It is clear that a formal place of learning – the Moscow Art College in Memory of 1905, from which Markovnikov graduated in 1978, could not then teach a way of looking which was even slightly related to contemporary art. His education was largely based on intuition, instinct and a passionate longing to create something new. In the epoch of Perestroika Markovnikov created the youth art group “Polygon”, whose members with difficulty, but courageously, investigated the possibility of abstraction in the then contemporary context. Of course, in the “zero” years the group broke up, each went his own way. However, Markovnikov retained the conviction that Art is endless experiment, hard work and a mission, to which one should have an attitude of devotional seriousness. Namely this knowledge and belief have helped him to cope with the challenge made by Picasso and to give it a decent answer. In some ways, this honest answer is supported by the very tradition of new Russian abstract art that was created primarily by the masters of the 1980s generation. For the artists of this generation, material – working with it, scrupulous observation, the ability to not only see it, but, as if, hear its breathing – was sacred.

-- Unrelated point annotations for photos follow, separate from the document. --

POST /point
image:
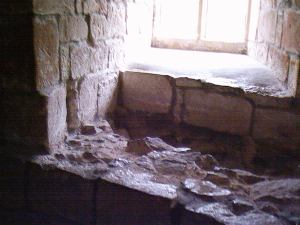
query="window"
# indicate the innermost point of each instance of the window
(213, 25)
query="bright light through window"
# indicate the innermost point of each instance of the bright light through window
(224, 20)
(177, 19)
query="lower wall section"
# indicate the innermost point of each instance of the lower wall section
(32, 195)
(273, 122)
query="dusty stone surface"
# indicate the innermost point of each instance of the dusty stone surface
(54, 6)
(291, 31)
(80, 60)
(57, 116)
(46, 42)
(191, 179)
(218, 112)
(73, 28)
(148, 92)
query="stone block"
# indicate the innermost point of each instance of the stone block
(294, 76)
(117, 18)
(187, 82)
(60, 193)
(146, 92)
(46, 46)
(116, 55)
(99, 27)
(73, 106)
(278, 61)
(281, 128)
(112, 198)
(88, 98)
(267, 25)
(73, 28)
(12, 180)
(53, 6)
(57, 114)
(259, 51)
(95, 6)
(80, 60)
(107, 94)
(217, 112)
(291, 31)
(177, 110)
(99, 57)
(64, 62)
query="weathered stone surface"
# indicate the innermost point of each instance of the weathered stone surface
(116, 55)
(94, 6)
(80, 60)
(279, 62)
(294, 76)
(88, 98)
(60, 193)
(46, 45)
(267, 25)
(73, 117)
(177, 110)
(53, 6)
(99, 57)
(217, 112)
(280, 127)
(146, 92)
(117, 18)
(64, 62)
(73, 28)
(99, 27)
(57, 116)
(107, 94)
(291, 31)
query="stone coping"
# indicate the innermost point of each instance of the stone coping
(222, 69)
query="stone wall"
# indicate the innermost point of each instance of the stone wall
(274, 39)
(82, 53)
(23, 116)
(272, 122)
(59, 66)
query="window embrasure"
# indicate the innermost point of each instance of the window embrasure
(212, 25)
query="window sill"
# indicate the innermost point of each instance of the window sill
(221, 69)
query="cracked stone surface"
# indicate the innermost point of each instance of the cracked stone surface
(196, 181)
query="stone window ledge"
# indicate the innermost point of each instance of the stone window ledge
(221, 69)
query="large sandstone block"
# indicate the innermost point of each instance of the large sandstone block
(217, 112)
(291, 31)
(281, 128)
(73, 28)
(99, 57)
(46, 47)
(57, 116)
(60, 193)
(267, 25)
(107, 94)
(80, 60)
(88, 98)
(279, 62)
(95, 6)
(146, 92)
(53, 6)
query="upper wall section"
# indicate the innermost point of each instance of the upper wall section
(274, 38)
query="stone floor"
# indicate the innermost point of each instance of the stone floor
(197, 182)
(225, 69)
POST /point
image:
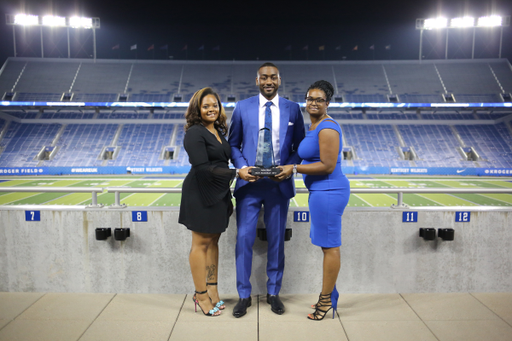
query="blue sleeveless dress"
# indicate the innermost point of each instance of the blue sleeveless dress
(328, 194)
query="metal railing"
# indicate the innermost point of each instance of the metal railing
(399, 191)
(118, 190)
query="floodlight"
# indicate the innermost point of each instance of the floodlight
(26, 20)
(431, 24)
(50, 20)
(78, 22)
(462, 22)
(491, 21)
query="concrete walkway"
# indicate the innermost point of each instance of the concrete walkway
(372, 317)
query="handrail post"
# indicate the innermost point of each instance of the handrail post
(117, 201)
(94, 201)
(400, 201)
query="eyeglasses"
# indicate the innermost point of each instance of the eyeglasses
(316, 100)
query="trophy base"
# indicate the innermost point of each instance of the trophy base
(258, 171)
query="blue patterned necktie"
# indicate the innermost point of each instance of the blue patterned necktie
(267, 138)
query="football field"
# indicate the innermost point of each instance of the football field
(301, 200)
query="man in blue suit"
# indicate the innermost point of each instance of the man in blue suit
(252, 192)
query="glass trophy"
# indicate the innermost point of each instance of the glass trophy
(265, 161)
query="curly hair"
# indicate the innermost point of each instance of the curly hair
(325, 86)
(193, 113)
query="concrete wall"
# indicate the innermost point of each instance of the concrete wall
(380, 254)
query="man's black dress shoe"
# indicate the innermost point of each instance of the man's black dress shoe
(241, 307)
(275, 304)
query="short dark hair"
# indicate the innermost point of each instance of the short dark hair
(268, 64)
(193, 113)
(325, 86)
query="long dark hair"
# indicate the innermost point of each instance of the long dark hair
(193, 114)
(325, 86)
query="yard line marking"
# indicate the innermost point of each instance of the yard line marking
(30, 196)
(424, 197)
(295, 201)
(452, 195)
(66, 194)
(357, 196)
(389, 195)
(157, 199)
(506, 202)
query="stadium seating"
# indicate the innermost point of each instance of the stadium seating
(35, 79)
(435, 145)
(141, 145)
(22, 143)
(492, 142)
(81, 144)
(429, 132)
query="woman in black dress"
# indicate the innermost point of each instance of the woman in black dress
(206, 197)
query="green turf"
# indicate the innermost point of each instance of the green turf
(480, 199)
(37, 199)
(300, 200)
(418, 200)
(168, 199)
(70, 199)
(447, 199)
(500, 196)
(9, 198)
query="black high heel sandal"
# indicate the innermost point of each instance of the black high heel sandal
(220, 305)
(196, 303)
(324, 301)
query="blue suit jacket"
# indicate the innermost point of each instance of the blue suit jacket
(243, 137)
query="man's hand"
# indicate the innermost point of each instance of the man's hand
(286, 172)
(244, 174)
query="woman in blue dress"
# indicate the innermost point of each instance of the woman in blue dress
(329, 189)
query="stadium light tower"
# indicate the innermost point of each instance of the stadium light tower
(52, 21)
(462, 23)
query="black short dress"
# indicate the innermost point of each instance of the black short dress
(206, 196)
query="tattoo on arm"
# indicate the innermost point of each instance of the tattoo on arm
(210, 272)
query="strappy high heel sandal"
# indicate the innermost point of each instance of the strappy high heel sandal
(212, 312)
(220, 305)
(329, 301)
(314, 306)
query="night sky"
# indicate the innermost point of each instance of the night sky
(250, 30)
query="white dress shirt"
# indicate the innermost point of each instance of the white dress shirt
(275, 123)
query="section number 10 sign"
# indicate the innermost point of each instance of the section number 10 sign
(301, 216)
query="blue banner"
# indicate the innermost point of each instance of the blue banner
(185, 169)
(232, 104)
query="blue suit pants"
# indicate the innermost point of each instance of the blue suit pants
(249, 200)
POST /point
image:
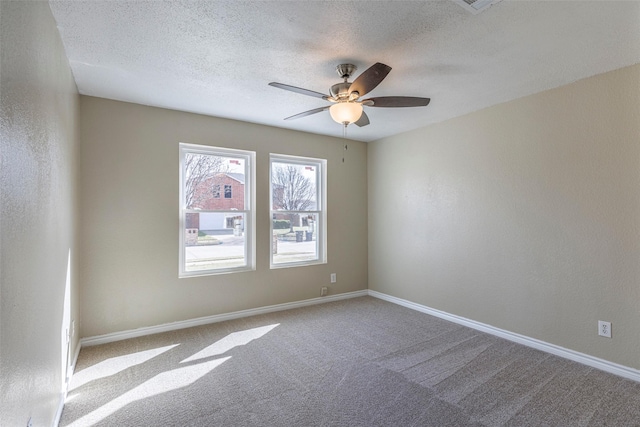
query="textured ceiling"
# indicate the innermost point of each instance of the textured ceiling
(217, 57)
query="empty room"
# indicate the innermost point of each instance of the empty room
(319, 213)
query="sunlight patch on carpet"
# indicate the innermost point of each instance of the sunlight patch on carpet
(161, 383)
(232, 340)
(114, 365)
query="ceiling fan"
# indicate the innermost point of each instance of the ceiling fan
(347, 106)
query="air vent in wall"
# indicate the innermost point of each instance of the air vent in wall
(476, 6)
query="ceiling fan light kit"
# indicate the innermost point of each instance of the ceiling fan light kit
(346, 112)
(347, 107)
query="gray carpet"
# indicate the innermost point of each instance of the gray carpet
(358, 362)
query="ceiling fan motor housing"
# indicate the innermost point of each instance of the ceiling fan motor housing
(340, 91)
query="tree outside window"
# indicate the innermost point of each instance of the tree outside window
(297, 210)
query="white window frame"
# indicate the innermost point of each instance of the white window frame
(249, 210)
(321, 212)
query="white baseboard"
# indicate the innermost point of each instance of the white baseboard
(118, 336)
(585, 359)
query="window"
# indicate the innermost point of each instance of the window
(298, 211)
(216, 234)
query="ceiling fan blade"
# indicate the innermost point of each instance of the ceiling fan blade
(370, 78)
(396, 101)
(307, 113)
(299, 90)
(363, 120)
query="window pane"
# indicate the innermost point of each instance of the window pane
(293, 187)
(214, 240)
(295, 238)
(206, 175)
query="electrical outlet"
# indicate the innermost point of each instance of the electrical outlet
(604, 329)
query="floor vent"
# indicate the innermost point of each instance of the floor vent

So, Boris Markovnikov invented a method, how to stay in Art and not be secondary. The method, as any work of genius, is simple. Firstly, a painting surface of the most beautiful texture is created. Then it is ruthlessly destroyed using black paint. Further, the technique of grattage (scratching) is employed, the top layer of paint is scraped off and there appears a work of art, in which different layers of the painting’s surface are revealed in the most powerful force of permanent conflict, struggle and resistance to nonexistence. Incidentally, this path of non-reconciliation with the total onset of the banal and the secondary was chosen by another artist working with abstraction, Victor Umnov. He covered huge pieces of old chipped tin with words. However, having understood that in this way he had entered already occupied territories, he relentlessly painted over the letters, interrupted phrases with the edges of tin strips, wounding his creations, making the words almost illegible. He honestly presented the signs of struggle and resistance.

Boris Markovnikov believes that voluntary acceptance of the fact that Art no longer exists, that what remains of it is only commentaries to it and, partially, the path of Conceptualism, – is a kind of capitulation. “When the territory of Art becomes only the territory of clever people, it becomes boring. It’s engineering”.

His works are, in some ways, experiments on the limits of our consciousness and even psyche. One of his works, featured at the exhibition “Fragment”, is called “The Trinity”. This is a triptych on the theme of the study of the inner nature of light, not superficial, but deep, internal, that which is born in consciousness. It is a practical experiment. Each of the canvases offers endless movement towards the essence of the interaction of colour sequences. The rendering of the work is simply superbly beautiful. The hard work of the brain leads to a state of stupor, no less than when visiting the rooms-laboratories of colour made by the great contemporary master James Tarrell.

Knowledge of the nature of material, the study of colour landscapes, and even, by Boris Markovnikov’s own admission, colour ruins, compel us to recall many of the great masters of abstract art of the second half of the 20th century – beginning of this century: from Mark Rothko to Pierre Soulages. However, Boris Markovnikov remains true to himself. He has no idols. He ecstatically experiments with material again and again. He remains an artist. Even when Art has come to an end.